I have become consumed by apathy about a planned trip to Europe this coming fall. To be precise, it’s Amsterdam for 4 nights, then onto Budapest, Vienna, Monaco, and Provence for a total of 11 nights, then to Paris for 4 nights, and finally London for 3 nights. We’ll fly to NY and fly back to California from there.
I love Amsterdam (I lived there for 7 months back in the early 70’s as a long-haired guitar-playing hippy in a loft), and Paris is my all-time favorite city in the world. I have absolutely no interest in the rest, and in fact, I could be quite happy with my memories of gallivanting around Paris and Amsterdam in my youth.
No more culture please
I have seen every museum, cathedral, and art gallery I need or want to see. I have been to a lot of great places that just hold no interest for me anymore. It’s the apathy that eventually visits itself on nearly everyone with Parkinson’s disease.
Apathy is a killer
I should know better too. I lectured PD Support groups in southern California on the danger of ”dopamine deficient apathy.” I instructed people on how to spot apathy settling in, and the ultimate danger it has for us Parkinson’s patients. Without dopamine, one’s ability to anticipate a positive outcome – or positive value – from a choice becomes a powerfully bad influence in one’s overall decision-making process. The default becomes “negative” or “no,” and that is not good.

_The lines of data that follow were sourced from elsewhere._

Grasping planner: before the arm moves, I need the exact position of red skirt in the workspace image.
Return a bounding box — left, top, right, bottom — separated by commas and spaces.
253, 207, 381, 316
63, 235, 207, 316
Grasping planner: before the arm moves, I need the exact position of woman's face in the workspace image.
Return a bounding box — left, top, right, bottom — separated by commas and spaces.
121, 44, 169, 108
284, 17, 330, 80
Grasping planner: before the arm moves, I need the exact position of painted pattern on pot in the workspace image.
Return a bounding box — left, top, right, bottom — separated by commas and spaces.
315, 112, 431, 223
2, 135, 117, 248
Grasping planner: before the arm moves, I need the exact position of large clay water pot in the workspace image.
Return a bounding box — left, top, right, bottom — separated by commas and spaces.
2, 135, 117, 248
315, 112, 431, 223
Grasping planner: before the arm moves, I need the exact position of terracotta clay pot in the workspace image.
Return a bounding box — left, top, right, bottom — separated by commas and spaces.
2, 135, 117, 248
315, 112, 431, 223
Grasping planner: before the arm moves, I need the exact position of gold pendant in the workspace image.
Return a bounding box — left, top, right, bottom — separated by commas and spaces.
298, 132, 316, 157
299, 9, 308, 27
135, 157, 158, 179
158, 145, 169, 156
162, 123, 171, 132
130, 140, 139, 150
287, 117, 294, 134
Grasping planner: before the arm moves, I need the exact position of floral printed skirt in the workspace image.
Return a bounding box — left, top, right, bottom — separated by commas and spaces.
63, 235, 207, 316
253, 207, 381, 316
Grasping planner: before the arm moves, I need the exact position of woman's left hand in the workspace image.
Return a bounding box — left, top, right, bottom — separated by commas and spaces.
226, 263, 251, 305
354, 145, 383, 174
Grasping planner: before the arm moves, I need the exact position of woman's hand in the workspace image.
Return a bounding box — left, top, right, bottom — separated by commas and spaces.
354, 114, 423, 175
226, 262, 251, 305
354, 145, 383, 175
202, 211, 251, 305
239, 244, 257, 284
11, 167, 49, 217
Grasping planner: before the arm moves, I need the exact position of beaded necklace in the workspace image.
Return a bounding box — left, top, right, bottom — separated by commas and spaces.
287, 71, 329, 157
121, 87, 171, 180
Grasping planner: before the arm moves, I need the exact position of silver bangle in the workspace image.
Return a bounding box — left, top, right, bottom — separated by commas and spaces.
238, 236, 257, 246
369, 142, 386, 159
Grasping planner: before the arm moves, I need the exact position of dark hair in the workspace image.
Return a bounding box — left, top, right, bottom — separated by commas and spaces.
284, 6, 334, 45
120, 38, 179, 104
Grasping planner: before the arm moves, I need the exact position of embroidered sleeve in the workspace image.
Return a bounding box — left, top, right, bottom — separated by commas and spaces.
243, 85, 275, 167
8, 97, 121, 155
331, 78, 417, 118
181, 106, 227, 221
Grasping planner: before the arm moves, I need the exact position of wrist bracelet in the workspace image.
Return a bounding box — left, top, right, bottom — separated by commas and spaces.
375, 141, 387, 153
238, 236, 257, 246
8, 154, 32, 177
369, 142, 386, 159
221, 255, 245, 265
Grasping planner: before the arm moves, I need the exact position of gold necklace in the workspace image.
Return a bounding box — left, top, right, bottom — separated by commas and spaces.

Negative decisions become everyone’s problem
When a Parkinson’s patient (or “Parkie” as I sometimes like to call us) goes into “no” mode, their decisions can often be at odds with their care partner, who is usually a spouse. Those negative choices affect everyone, not just the one making the “negative” choice.
But, I promised my wife I would muster up the strength to take her one more time, and a promise is a promise. Or is it?
I have begun another level of health failure (ah, just in time). My meds don’t last as long as they used to, and I suffer from restless leg syndrome, dystonia, neuropathy, and dyskinesia, on top of the regulation PD symptoms. We will be traveling first class, which would help a great deal, but I am not very communicative anymore, having lost most of my verbal annunciation. I slur so bad, people have a hard time understanding me. So even first-class travel isn’t as comforting or fun as it could be. And I am probably one good pneumonia away from real trouble, and airplanes are not safe from a pneumonia attack.
Life and death
To top it off, I have everything I need right here, the comfort of my beautiful home, all my toys (computers and musical instruments), and all my friends, including my all Parkie foursome at the golf course. Have you seen the weather in southern California near the ocean? It won’t be this nice in heaven (not that I am planning that trip either).
Ya, I know, it sounds like a whole lotta whining from a spoiled brat (that would be correct), but as bad off as I am health-wise, my life is as good as it gets, and going on this trip feels like a break in the continuity of that lifestyle. Oh, oh, that’s apathy rationalizing my negative decision with positive, alternative thoughts.
I think I will probably end up making the decision to go or not based on that most famous of decision-making methods, “happy wife, happy life.”